5. Hardware prediction
● The hardware itself does a rudimentary form of
prediction.
● The assumption of the hardware is that what
happened before will happen again (order)
● This is OK and hardware does a good job even
without assistance.
● This means that a random program will make the
hardware miss-predict and will cause execution
speed to go down.
● Example: "if(random()<0.5) {"
6. Software prediction
● The hardware manufacturers allow the software layer
to tell the hardware which way a branch could go using
hints left inside the assembly.
● Special instructions were created for this by the
hardware manufacturers
● The compiler decides whether to use hinted branches
or non hinted ones.
● It will use the hinted ones only when it can guess where
the branch will go.
● For instance: in a loop the branch will tend to go back
to the loop.
7. The problem of branching
● When the compiler sees a branch not as part of
a loop (if(condition)) it does not know what are
the chances that the condition will evaluate to
true.
● Therefor it will usually use a hint-less branch
statement.
● Unless you tell it otherwise.
● There are two ways to tell the compiler which
way the branch will go.
8. First way - explicit hinting in the
software
● You can use the __builtin_expect construct to
hint at the right path.
● Instead of writing "if(x) {" you write:
"if(__builtin_expect((x),1)) {"
● You can wrap this in a nice macro like the Linux
kernel folk did.
● The compiler will plant a hint to the CPU telling
it that the branch is likely to succeed.
● See example
9. Second way - using profile
information
● You leave your code alone.
● You compile the code with -fprofile-arcs.
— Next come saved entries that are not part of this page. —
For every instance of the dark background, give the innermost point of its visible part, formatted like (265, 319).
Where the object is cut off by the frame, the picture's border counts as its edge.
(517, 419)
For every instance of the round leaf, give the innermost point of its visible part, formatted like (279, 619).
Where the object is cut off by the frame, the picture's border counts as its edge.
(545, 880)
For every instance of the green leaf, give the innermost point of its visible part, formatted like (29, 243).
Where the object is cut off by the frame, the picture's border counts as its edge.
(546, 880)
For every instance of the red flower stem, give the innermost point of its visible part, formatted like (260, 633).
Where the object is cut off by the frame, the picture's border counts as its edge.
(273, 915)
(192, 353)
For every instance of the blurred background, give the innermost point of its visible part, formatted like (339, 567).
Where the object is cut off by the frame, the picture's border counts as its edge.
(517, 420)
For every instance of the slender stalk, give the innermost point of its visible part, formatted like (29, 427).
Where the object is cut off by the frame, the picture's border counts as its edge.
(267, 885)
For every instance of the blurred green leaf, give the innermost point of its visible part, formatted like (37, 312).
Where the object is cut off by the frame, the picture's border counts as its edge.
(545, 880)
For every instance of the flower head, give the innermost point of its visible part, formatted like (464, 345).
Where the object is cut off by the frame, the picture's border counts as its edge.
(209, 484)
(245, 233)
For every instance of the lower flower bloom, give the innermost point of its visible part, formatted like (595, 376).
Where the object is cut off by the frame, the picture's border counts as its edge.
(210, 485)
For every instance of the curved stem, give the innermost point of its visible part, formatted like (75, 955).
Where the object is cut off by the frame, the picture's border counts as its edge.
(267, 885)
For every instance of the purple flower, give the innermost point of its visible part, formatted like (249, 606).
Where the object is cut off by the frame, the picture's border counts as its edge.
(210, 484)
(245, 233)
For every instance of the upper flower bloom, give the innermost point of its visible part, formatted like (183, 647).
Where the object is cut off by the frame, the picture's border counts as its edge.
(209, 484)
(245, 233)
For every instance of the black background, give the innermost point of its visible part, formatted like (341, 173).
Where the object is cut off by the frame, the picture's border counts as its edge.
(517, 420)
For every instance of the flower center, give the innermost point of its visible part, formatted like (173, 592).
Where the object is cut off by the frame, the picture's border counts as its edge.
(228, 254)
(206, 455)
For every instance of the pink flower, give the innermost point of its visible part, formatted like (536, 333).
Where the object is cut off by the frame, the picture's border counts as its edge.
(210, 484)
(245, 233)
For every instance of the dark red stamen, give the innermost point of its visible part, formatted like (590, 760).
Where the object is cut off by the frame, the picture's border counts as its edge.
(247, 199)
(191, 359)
● Then you run it on a typical scenario creating files which
show which way branches went (auxname.gcda for each
file).
● Then you compile your code again with -fbranch-
probabilities which uses the gathered data to plant the
right hints.
● In GCC you must compile the phases using the exact
same flags (otherwise expect problems)
● See example
10. Second way - PGO
● This whole approach is a subset of a bigger
concept called PGO – Profile Generated
Optimizations
● This includes the branch prediction we saw
before but also other types of optimization
(reordering of switch cases as an example).
● This is why you should use the more general
flags -fprofile-generate and -fprofile-use which
imply the previous flags and add even more
profile generated optimization.